Data Eng Weekly

Hadoop Weekly Issue #241

19 November 2017

Lots of new releases this week, including Kafka, Hadoop, Hive, and Phoenix. Also, Databricks Azure and Azure Cosmos DB compatibility for Cassandra are both in preview, and there are great technical articles covering Kafka, StreamSets, Redshift, and the Dist-Keras deep learning framework.


The Landoop blog has an overview of their web and API-based tool, Lenses, for exploring data in Kafka. Based around the Lenses SQL Engine, it detects data types from streams and has support for real-time views, batch-queries, functions and "time traveling." There are tabular, tree, and raw views, and a Jupyter integration via the API.

The Qubole blog has a tutorial for how to use the Dist-Keras framework for deep learning as part of a Spark ML pipeline. While a small part of the post is Qubole specific, it's predominantly generally applicable to anyone looking to use Spark for deep learning.

Pivotal writes about how they migrated data between GemFire clusters using Apache Kafka for replication. There are some interesting details, including how they avoided an infinite loop using a technique similar to reverse path forwarding.

This post describes how to use the StreamSets Data Collector to save data to Amazon S3 and then load into Snowflake DB.

A secure design for data access requires making tradeoffs. This post describes how to ensure security for Amazon Redshift with multiple accounts, which has some apparent inconveniences that can actually be automated. The walk-through describes loading data via Apache Spark on Amazon EMR and shuffling data across accounts (via assuming roles with Amazon STS).


The Azure Cosmos DB has announced preview support for Cassandra API compatibility. The implementation aims to be wire compatible so that only a change to the connection string is needed.

Azure Databricks was announced this week. Currently in preview, there are a number of Azure-specific optimizations and features.

Insight has announced that they're expanding their program to a third city. The inaugural class of fellows in Boston will start their program in April. Applications are open now.
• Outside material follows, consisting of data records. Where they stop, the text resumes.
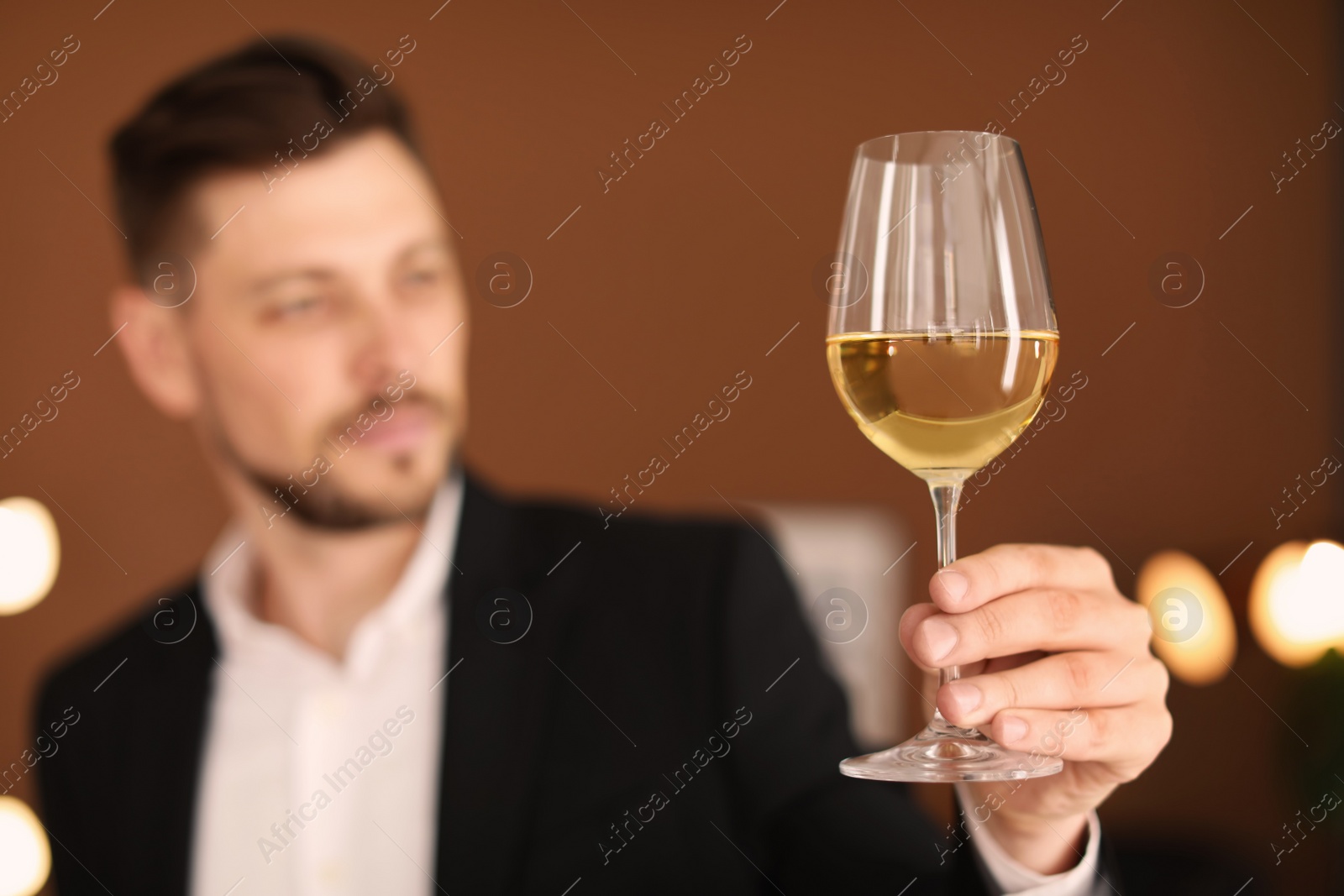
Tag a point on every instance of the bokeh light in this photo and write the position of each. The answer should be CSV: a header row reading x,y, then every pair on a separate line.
x,y
1297,602
24,855
30,553
1194,631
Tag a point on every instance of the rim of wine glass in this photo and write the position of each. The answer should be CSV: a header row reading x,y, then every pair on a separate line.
x,y
862,147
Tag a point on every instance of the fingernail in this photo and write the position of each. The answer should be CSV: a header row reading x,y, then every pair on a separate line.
x,y
1014,728
964,696
954,584
940,638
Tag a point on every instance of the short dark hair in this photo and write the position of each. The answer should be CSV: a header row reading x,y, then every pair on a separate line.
x,y
239,110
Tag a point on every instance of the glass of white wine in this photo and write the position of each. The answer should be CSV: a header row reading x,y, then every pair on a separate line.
x,y
941,344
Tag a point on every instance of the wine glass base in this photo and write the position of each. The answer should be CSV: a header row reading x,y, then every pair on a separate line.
x,y
956,754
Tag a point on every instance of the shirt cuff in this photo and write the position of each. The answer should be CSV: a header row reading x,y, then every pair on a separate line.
x,y
1014,878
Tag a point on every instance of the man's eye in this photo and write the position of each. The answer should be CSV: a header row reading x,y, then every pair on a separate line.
x,y
423,275
297,307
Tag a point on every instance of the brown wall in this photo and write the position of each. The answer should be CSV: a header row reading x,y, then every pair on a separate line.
x,y
1163,134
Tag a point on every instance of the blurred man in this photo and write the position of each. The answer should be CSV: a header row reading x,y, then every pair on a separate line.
x,y
389,679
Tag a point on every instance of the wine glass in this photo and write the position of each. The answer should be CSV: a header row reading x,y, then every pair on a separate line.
x,y
941,344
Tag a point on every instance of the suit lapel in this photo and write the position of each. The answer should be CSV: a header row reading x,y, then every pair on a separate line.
x,y
167,711
495,696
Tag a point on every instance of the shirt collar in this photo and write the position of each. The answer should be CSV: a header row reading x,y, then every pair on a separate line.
x,y
228,575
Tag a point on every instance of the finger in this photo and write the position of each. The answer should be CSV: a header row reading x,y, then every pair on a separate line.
x,y
1037,620
1007,569
1058,681
1126,736
911,621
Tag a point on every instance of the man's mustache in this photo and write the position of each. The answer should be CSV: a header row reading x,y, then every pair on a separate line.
x,y
381,409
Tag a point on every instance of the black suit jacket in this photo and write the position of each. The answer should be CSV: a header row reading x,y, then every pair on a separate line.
x,y
665,725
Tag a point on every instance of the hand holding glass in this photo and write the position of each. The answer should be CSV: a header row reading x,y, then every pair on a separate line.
x,y
942,340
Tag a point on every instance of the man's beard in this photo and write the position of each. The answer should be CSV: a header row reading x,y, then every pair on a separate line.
x,y
323,506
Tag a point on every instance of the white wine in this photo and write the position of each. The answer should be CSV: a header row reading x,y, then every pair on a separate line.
x,y
942,405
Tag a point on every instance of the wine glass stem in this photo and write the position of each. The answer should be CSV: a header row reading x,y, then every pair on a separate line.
x,y
945,499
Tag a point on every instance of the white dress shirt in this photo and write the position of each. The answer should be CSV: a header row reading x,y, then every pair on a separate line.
x,y
351,747
320,777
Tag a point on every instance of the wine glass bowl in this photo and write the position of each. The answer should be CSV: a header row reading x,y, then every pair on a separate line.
x,y
942,340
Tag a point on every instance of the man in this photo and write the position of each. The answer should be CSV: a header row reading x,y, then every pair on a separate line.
x,y
390,679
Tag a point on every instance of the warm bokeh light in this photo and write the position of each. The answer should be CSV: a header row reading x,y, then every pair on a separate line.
x,y
24,855
1297,602
1193,625
30,553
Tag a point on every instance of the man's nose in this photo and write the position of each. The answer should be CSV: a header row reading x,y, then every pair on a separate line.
x,y
385,345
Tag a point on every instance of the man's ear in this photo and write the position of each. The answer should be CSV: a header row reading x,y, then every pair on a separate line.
x,y
158,352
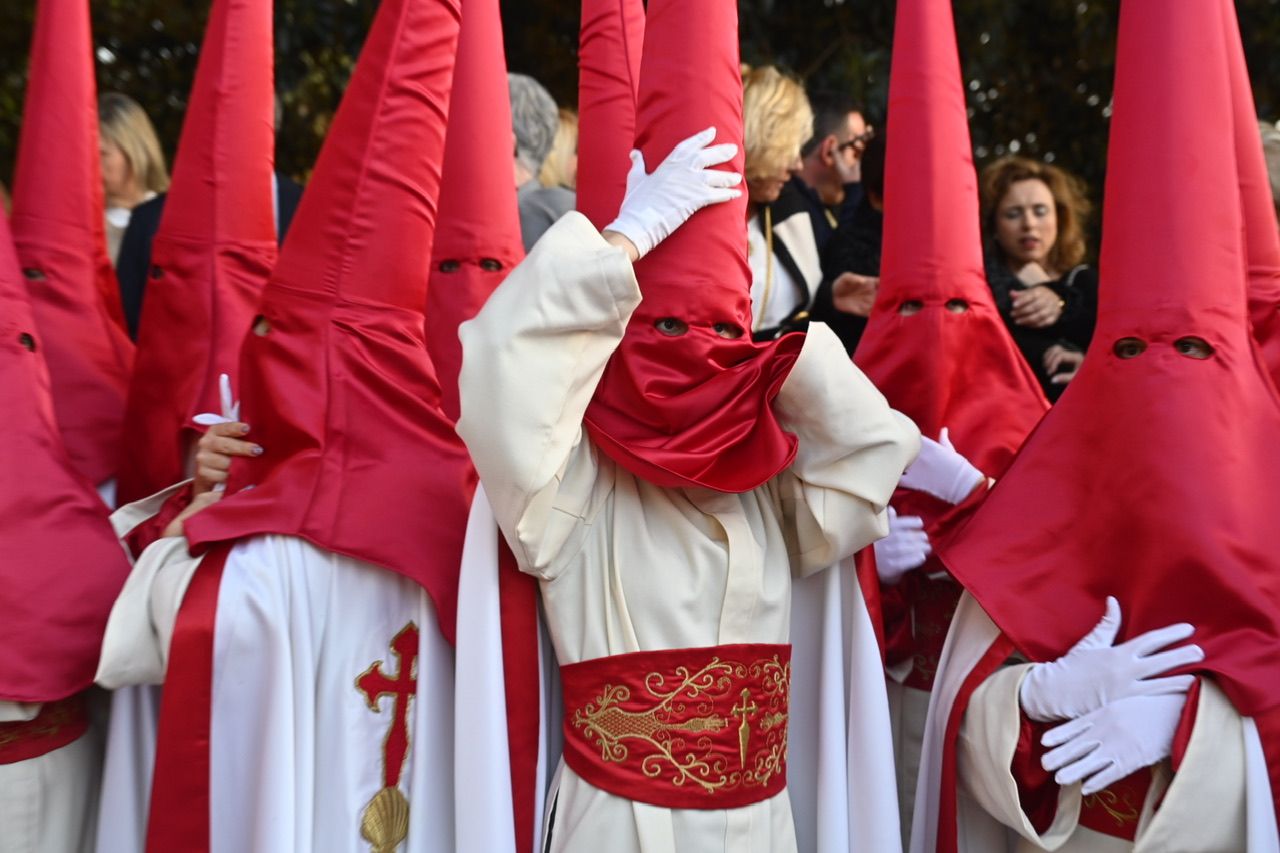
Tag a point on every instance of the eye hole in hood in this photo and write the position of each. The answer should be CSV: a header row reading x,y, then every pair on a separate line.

Apache Hive 2.3.2 was released this week. It's a bug fix release across several sub components, including the Hive metastore client and Kerberos.

Apache Phoenix 4.13.0 was released. It's compatible with HBase 0.98 and 1.3, and it includes improvements to collection of statistics, a critical bug fix for snapshot creation, and other bug fixes.

Apache ZooKeeper 3.4.11 is a new bug fix release with a number of improvements and bug fixes.

Confluent has released version 3.3.1 of their Confluent Platform distribution. There are a number of improvements, including to both enterprise and open source versions (which is now based on Apache Kafka and librdkafka 0.11.1).

MockStreams is a library for for unit testing applications built on Apache Kafka and Kafka streams. Version 1.5.0 was released with compatibility for Apache Kafka 1.0.

Apache Hadoop 2.9.0 was released with a number of major new features including to the Timeline Service, YARN Federation, YARN Web UI, HDFS, and the CapacityScheduler API.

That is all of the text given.